I’ve always liked short stories but fell utterly and irrevocably in love with this form of literature as an undergrad at Appalachian State University, where I stumbled by pure chance upon Modern American Lit with Ron Coulthard and was soon introduced to two writers I’ve admired and adored ever since: Flannery O’Connor and Eudora Welty. Since then, there have been so many short story writers I have loved: Raymond Carver, John Cheever, Donald Barthelme, Franz Kafka, T.C. Boyle, Alice Munro, Bobbie Ann Mason, Richard Ford, Barry Hannah. And that’s barely a beginning. Recently, I discovered the stories of two fairly new women writers, Kelly Link (Magic for Beginners) and Aimee Bender (The Girl in the Flammable Skirt). Both owe something to the influence of the marvelously original and endlessly fascinating Barthelme, who in turn owed something to Kafka, but both have managed to carve out their own unique space, writing in voices as lyrical as their subjects are surreal and wondrous. If you have a taste for the unusual, they should be near the top of your reading list. The late, great Hunter S. Thompson once wrote, “When the going gets weird, the weird turn pro.” Believe me, Link and Bender are true professionals, and their stories are magically delicious.

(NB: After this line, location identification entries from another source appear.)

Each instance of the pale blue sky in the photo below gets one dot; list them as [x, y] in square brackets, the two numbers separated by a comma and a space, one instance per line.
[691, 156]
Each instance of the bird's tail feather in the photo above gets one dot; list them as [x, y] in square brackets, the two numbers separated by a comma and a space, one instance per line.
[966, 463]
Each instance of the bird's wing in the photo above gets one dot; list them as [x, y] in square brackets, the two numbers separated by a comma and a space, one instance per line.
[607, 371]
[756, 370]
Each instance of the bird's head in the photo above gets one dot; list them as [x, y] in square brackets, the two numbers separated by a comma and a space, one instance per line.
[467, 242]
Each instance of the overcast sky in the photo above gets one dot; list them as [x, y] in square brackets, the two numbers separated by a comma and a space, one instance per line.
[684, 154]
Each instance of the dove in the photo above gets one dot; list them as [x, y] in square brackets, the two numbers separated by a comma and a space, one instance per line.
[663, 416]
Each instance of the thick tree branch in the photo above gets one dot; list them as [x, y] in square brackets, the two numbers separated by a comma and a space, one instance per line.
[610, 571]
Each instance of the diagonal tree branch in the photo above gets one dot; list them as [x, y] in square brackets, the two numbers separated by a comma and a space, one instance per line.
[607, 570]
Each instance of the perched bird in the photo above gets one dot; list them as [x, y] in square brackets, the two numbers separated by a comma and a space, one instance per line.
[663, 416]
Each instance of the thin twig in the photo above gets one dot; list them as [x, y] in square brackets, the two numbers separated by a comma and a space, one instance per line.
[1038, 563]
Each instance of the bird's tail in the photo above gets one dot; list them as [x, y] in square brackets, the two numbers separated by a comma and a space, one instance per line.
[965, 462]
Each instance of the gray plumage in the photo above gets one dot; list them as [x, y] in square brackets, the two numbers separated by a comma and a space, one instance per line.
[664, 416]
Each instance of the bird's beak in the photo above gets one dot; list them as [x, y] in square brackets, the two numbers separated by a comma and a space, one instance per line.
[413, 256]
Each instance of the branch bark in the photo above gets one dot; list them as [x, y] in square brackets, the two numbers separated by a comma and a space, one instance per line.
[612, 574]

Art Brut, Bang Bang Rock and Roll

These young Brits sometimes channel the early Clash, sometimes Johnny Rotten (albeit with a sunnier disposition and a better sense of humor), but not to any political end. They’re not out to save the world — or destroy it. They just want to rock out and have a good time, in which they succeed and then some. They make fun of themselves (“We write the songs that make Israel and Palestine get along”), consider a move to L.A. so they can hang with Axl Rose, remember an old girlfriend, and complain about being bored with the Velvet Underground. Great hooks, great fun, and it never lets up. All in all, an absolute blast, the freshest breath of pure rock and roll produced by anyone last year.